HASIL SURVEY KONSUMEN
JILBAB ANAK
- Data personal, untuk kategori umur 57% responden berumur 30 tahunan, 29% berumur 40 tahunan dan 14% bermur 50 tahunan. Untuk tingkat pendidikan, sebahagian konsumen yang menjadi responden perpendidikan sarjana (47%), sisanya berpendidikan D3 (14%), SMA (29%) dan SMP (14%). Penghasilan responden berkisar Rp. 2.000.000 – Rp. 5.000.000 per bulan. Sebagian besar responden berjenis kelamin perempuan (86%) dan sisanya laki-laki (14%).
- Dari 7 orang responden, sebagian besar (43%) diantaranya memiliki anak usia 5-10 tahun, dan selebihnya responden yang memiliki anak usia 0 – 2 tahun (29%) dan usia 2 – 5 tahun (29%).

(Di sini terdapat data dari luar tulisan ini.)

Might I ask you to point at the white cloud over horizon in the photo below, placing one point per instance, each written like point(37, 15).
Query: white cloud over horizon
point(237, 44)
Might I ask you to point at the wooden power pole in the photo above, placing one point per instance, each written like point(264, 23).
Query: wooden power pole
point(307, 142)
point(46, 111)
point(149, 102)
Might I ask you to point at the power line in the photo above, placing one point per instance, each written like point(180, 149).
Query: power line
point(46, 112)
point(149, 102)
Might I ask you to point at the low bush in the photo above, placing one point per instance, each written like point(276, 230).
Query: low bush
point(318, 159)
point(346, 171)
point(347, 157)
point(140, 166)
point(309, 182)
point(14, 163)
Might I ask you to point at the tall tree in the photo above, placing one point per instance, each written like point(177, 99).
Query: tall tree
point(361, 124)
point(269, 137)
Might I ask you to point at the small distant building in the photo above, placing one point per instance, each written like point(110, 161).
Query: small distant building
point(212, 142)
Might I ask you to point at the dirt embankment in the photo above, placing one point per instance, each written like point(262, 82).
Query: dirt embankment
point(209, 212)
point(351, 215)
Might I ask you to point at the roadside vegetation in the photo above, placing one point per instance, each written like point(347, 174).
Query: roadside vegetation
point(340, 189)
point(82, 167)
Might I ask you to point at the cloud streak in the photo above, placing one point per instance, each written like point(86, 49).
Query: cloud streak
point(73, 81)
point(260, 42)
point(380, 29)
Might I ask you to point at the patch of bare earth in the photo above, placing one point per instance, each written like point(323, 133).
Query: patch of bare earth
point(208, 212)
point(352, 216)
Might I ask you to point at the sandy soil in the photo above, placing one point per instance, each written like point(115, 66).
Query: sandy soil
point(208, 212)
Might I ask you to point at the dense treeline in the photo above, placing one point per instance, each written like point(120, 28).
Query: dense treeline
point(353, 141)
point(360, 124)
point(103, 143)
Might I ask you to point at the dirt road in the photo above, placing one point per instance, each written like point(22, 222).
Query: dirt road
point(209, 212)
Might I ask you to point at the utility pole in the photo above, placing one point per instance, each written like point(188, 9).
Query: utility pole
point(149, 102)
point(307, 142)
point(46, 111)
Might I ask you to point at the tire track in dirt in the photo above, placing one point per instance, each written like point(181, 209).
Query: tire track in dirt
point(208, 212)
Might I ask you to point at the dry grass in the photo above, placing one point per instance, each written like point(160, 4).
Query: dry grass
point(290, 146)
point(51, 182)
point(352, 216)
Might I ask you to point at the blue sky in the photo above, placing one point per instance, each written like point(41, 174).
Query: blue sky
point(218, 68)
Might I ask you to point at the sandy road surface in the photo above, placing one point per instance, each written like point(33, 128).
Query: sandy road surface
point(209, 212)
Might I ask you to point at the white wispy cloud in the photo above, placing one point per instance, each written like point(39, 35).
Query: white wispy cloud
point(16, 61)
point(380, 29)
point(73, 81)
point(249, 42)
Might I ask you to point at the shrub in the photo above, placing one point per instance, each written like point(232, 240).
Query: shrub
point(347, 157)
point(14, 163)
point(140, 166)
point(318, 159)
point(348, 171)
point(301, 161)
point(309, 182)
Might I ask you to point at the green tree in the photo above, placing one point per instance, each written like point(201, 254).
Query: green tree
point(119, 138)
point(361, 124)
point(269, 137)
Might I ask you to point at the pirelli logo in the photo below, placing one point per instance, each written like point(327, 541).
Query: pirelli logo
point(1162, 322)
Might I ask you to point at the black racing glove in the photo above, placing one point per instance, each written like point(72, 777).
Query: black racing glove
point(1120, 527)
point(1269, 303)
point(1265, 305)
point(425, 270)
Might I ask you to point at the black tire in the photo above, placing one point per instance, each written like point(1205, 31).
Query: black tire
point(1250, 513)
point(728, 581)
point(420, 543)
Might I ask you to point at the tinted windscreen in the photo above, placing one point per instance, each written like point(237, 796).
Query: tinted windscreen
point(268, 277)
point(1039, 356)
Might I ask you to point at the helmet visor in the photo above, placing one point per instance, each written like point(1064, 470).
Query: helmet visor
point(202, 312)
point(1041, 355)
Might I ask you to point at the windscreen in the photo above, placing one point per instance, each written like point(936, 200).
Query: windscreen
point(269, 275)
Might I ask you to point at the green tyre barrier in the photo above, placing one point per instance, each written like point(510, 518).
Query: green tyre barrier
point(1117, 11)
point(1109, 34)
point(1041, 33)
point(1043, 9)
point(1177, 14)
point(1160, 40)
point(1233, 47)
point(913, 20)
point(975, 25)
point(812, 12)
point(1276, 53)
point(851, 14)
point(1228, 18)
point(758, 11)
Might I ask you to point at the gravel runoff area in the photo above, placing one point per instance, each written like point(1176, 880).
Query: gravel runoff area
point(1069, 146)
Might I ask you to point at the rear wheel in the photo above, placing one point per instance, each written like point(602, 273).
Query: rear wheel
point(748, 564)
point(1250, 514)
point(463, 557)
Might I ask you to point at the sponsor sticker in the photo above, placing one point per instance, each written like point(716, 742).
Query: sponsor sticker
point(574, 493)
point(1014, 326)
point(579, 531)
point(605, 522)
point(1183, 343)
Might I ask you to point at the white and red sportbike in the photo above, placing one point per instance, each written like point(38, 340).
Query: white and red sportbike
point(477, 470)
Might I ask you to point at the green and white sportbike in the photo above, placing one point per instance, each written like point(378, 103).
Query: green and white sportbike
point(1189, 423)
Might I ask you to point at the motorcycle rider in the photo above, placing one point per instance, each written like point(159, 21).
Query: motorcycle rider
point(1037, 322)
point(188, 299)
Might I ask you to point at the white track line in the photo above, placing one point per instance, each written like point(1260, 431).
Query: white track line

- Dari hasil survey, 6 dari 7 responden menyatakan bahwa alas an/tujuan utama para responden membeli jilbab anak adalah untuk pembiasaan/pembelajaran anak menutup aurat sebagai kewajiban seorang wanita muslim. Adapun urutan jawaban para responden: a). Pembiasaan/pembelajaran anak menutup aurat sebagai kewajiban seorang wanita muslim (86%), b). agar tampil lebih cantik (Fashion). 71%, c). Kebutuhan untuk belajar (kelengkapan/atribut sekolah dan mengaji). 43%, d). Syiar islam (14%), dan e). Budaya di aceh. (14%).
- Intensitas Rata-rata responden membeli jilbab adalah sebulan sekali, maksimal membeli jilbab 3 kali dalam sebulan dan minimal 2 kali setahun.
- Kisaran harga jilbab rata-rata yang dibeli responden adalah Rp. 15.000 sd Rp. 50.000. harga paling tinggi jilbab yang pernah dibeli Rp. 100.000
- Sebagian besar, alas an pemilihan jilbab anak oleh responden adalah model/motif jilbab yang lucu dan trend pada saat itu.kemudian kualitas/bahan jilbab anak, selanjutnya harga jilbab yang ditawarkan dan keinginan/selera anak.
- Sebagian besar responden (5 dari 7) mempunyai brand jilbab favorit yang sering dibeli, sedangkan sisanya menjawab tidak terlalu memperdulikan/berpatokan pada brand/merek ketika membeli jilbab, yang penting jilbab tersebut sesuai dengan permintaan dan kebutuhan anak.